En ce jour, les textes bibliques nous annoncent que nous sommes invités à un repas de noces. La noce est l’image de l’alliance de Dieu avec son peuple. La noce avec son festin est un symbole de la joie, du bonheur, du plaisir. Cependant, la noce de Cana nous présent une situation bien précise. Il y a d’abord la parole de Jésus à sa mère. Il dit qu’il y a pour lui beaucoup plus urgent et important que cette histoire de vin. Il est aussi question de son heure qui n’est pas encore venue. Cette heure est celle de sa mort-résurrection sur la croix, celle où il nous remet l’Esprit qui nous fait vivre. Tout cela est un signe. Le signe n’est compréhensible qu’à celui qui a le cœur ouvert et accueillant. Si nous cherchons des miracles et un Dieu glorieux, majestueux et tout puissant pour régler nos problèmes, nous faisons fausse route. Jésus manifeste sa gloire dans le partage de la joie à tous ceux qui sont dans le manque, comme un bon vin. Il manifeste sa gloire en relevant ceux qui sont courbés ou tombés.
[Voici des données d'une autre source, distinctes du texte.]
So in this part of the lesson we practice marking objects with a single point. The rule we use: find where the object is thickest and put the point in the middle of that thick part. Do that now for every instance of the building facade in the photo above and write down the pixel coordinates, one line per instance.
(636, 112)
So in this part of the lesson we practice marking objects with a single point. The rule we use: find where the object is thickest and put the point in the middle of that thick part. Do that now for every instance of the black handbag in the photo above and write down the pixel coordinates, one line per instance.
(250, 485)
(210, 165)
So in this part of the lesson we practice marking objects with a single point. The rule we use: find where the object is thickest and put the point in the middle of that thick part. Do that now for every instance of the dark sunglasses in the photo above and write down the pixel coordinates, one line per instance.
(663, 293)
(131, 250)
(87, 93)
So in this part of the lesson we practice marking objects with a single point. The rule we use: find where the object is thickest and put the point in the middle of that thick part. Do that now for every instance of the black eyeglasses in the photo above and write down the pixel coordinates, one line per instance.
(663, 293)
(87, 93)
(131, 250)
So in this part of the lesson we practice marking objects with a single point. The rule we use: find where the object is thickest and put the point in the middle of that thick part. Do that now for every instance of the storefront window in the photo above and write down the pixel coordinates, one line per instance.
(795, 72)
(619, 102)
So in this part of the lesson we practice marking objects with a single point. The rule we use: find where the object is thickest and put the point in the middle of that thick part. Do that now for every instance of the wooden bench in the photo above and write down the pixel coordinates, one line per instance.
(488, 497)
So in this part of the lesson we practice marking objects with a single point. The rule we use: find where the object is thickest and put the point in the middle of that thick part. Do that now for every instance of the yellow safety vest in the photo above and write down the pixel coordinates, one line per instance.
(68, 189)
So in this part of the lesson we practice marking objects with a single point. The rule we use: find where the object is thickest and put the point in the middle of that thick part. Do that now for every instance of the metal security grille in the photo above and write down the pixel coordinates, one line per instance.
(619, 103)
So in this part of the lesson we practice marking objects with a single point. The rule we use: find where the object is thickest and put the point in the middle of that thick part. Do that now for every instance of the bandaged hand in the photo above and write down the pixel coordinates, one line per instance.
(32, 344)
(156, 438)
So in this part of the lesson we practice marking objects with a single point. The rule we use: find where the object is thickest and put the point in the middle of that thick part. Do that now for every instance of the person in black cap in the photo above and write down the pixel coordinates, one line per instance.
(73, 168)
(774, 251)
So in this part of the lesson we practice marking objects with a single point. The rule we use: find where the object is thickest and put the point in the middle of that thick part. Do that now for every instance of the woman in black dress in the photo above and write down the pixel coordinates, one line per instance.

Il se révèle à nous comme celui qui donne vie. Croire en Jésus, ce n’est pas comprendre le mystère de sa personne de façon intellectuelle ou à quelque dogme que ce soit. C’est vivre à sa suite comme il a vécu, en faisant les mêmes gestes que lui, des gestes de salut. Des gestes qui relèvent et aident à vivre la vie avec un goût de fête.

En lisant L’Evangile, nous voyons que nous ne sommes pas à des noces ordinaires. Le véritable époux c’est Jésus. La véritable épouse c’est son peuple, c’est Israël. Bientôt, ce sera l’Eglise, ce sera chacun de nous. Dieu a épousé l’humanité pour le meilleur et pour le pire. Quels que soient nos torts, il reste toujours fidèle à son alliance. C’est en lui que nous trouvons la joie, la paix et surtout l’amour. Il ne demande qu’à être toujours avec nous pour nous apprendre à progresser dans son amour. Avec lui nous profiterons pleinement des dons de l’Esprit Saint. Nous pouvons lui rendre grâce pour toutes ces merveilles dont il ne cesse de nous combler.

Et le vin est la matière eucharistique qui devient le Sang du Christ. Jésus a multiplié les pains et commence sa vie publique avec la transformation de l’eau dans le vin pour nous montrer que l’eucharistie est la nourriture de humanité jusqu’à la fin des temps. Chaque fois que nous allons communier, nous recevons la vie du Christ. L’amour qui le conduit à se donner est éternellement présent. A chaque messe, il nous est manifesté. Il est rendu présent à nos yeux. A chaque messe, je peux dire : C’est aujourd’hui que cela se passe. Mais il y a une chose qu’il ne faut jamais oublier : Jésus a livré son Corps et versé son sang pour nous et pour la multitude. Cela signifie que nous ne pouvons pas être en communion avec lui sans l’être avec nos frères et nos sœurs. Si nous avons des problèmes avec quelqu’un, il faut d’abord se réconcilier. Etre disciple du Christ, c’est aimer comme lui et avec lui.

En conclusion, l’Évangile nous dit que Jésus « manifesta sa gloire » et que « ses disciples crurent en lui ». La manifestation suprême de sa gloire aura lieu à « l’Heure de la Croix ». Le signe de Cana nous annonce la joie débordante de Pâques. Ce vin servi en abondance est le signe de la nouveauté et de la puissance de l’Évangile. À Cana, Jésus a remplacé l’eau par du vin. Mais n’oublions pas qu’il veut changer notre vie fade comme de l’eau en une vie bonne et savoureuse comme un grand cru. Un jour, ce sera la grande surprise. Nous pensions qu’il aurait servi le bon vin en premier. Encore une fois, une dernière fois, nous découvrirons que Jésus aura gardé le meilleur pour après et pour les siècles des siècles.